I'm using the fact that the message hasn't been downloaded to indicate if
I've read that message before. I don't like to use the bolding of a message
being read or not because I don't want to see all of the read messages, but
only the messages that I'm still actively working on answering.

What worked for me in Outlook Express was:

Only header downloaded - New unread message.
Header downloaded - read message.
Read message - Don't want to see it anymore. I have the display set up to
not display read messages.

The distinction between read and unread is important because there may be
several threads that I'm still working on and I need to be able to tell if
there have been new posts in any of the threads that I haven't read since the
last time I looked.

As I said before, maybe there's a entirely different approach that will work
much better than what I've been doing. This is just something that was
working for me in OE.
 
M

mac

Brian Ekins said:
I'm using the fact that the message hasn't been downloaded to indicate if
I've read that message before. I don't like to use the bolding of a
message
being read or not because I don't want to see all of the read messages,
but
only the messages that I'm still actively working on answering.

What worked for me in Outlook Express was:

Only header downloaded - New unread message.
Header downloaded - read message.
Read message - Don't want to see it anymore. I have the display set up to
not display read messages.

The distinction between read and unread is important because there may be
several threads that I'm still working on and I need to be able to tell if
there have been new posts in any of the threads that I haven't read since
the
last time I looked.

As I said before, maybe there's a entirely different approach that will
work
much better than what I've been doing. This is just something that was
working for me in OE.

Too much waffle in this :)

Pray tell us if you used OE for newsgroups previously, then why are you not
using WM for newsgroups?

You have posted via X-Newsreader: Microsoft CDO for Windows 2000 on the web.

Please try Ctrl+H, on the selected news server & see if that gives you what
you want?

HTH?
 
B

Brian Ekins

Hi Mac,

I am trying to use WM for newsgroups but because of this difference in
behavior it's not as efficient for me as was OE.

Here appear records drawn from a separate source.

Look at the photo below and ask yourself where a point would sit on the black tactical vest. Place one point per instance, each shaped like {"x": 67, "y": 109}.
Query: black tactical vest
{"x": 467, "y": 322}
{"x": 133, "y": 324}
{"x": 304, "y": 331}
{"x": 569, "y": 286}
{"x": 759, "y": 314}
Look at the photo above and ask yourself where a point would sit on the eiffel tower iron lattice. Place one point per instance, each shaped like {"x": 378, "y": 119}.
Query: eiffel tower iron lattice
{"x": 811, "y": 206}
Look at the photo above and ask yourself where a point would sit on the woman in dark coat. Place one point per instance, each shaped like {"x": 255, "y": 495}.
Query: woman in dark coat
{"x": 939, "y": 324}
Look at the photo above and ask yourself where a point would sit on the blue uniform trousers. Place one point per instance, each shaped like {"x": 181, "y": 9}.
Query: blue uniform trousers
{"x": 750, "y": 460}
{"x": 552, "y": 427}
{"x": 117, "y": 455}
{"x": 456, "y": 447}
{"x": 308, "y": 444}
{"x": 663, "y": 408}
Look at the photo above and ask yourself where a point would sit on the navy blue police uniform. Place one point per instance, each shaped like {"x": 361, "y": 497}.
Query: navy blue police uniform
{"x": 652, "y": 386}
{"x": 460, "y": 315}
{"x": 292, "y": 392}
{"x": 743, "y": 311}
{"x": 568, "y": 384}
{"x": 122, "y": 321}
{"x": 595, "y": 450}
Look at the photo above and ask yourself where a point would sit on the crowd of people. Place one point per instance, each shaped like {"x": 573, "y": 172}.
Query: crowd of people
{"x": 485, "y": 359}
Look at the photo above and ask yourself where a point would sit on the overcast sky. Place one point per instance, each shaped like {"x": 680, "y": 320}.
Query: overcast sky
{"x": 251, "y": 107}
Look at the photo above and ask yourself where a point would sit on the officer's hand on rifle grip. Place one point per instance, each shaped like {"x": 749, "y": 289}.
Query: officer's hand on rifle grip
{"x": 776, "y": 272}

The bottom line is that for what I do with the newsgroups I really need 3
states for a post; unread, read, and processed. I could do that with OE by
using header only downloaded as unread, message downloaded as read, and
marked as read as processed.

I don't know how to get the equivalent in WM since it doesn't distinguish
between the first two.
 
M

mac

Brian Ekins said:
Hi Mac,

I am trying to use WM for newsgroups but because of this difference in
behavior it's not as efficient for me as was OE.

The bottom line is that for what I do with the newsgroups I really need 3
states for a post; unread, read, and processed. I could do that with OE
by
using header only downloaded as unread, message downloaded as read, and
marked as read as processed.

I don't know how to get the equivalent in WM since it doesn't distinguish
between the first two.

Sounds to me like you used Message Rules to achieve what you had in OE?

Or the options available in View menu>current view?

OE & WM are EXACTLY the same newsreader, they do the same things, (just that
OE seemed it did them better).

Did you try Ctrl+H as suggested while reading a newsgroup?

What is the problem with downloading all messages, are you on dial up
connection?
 
S

Steve Cochran

I'm not sure how you could do this. You might be able to use message rules
to do something similar or to color certain messages or you might try
flagging or watching them, but I'm not sure how you'd go about it to ensure
the same results. The icon is clearly the same so you can't use that.

steve
 
B

Brian Ekins

Steve, thanks for getting back to me. I had decided I was just going to have
to live with the different behavior and then was reading a newsgroup and
noticed that the icons actually are different. When only a header is
downloaded it's a partial sheet. When the message is loaded it's a full
sheet. It's difficult to see, especially compared to the OE icons, but now
that I know what to look for it will work.

-Brian
 
S

Steve Cochran

I didn't see any difference on my machine, but I'm glad you could detect it.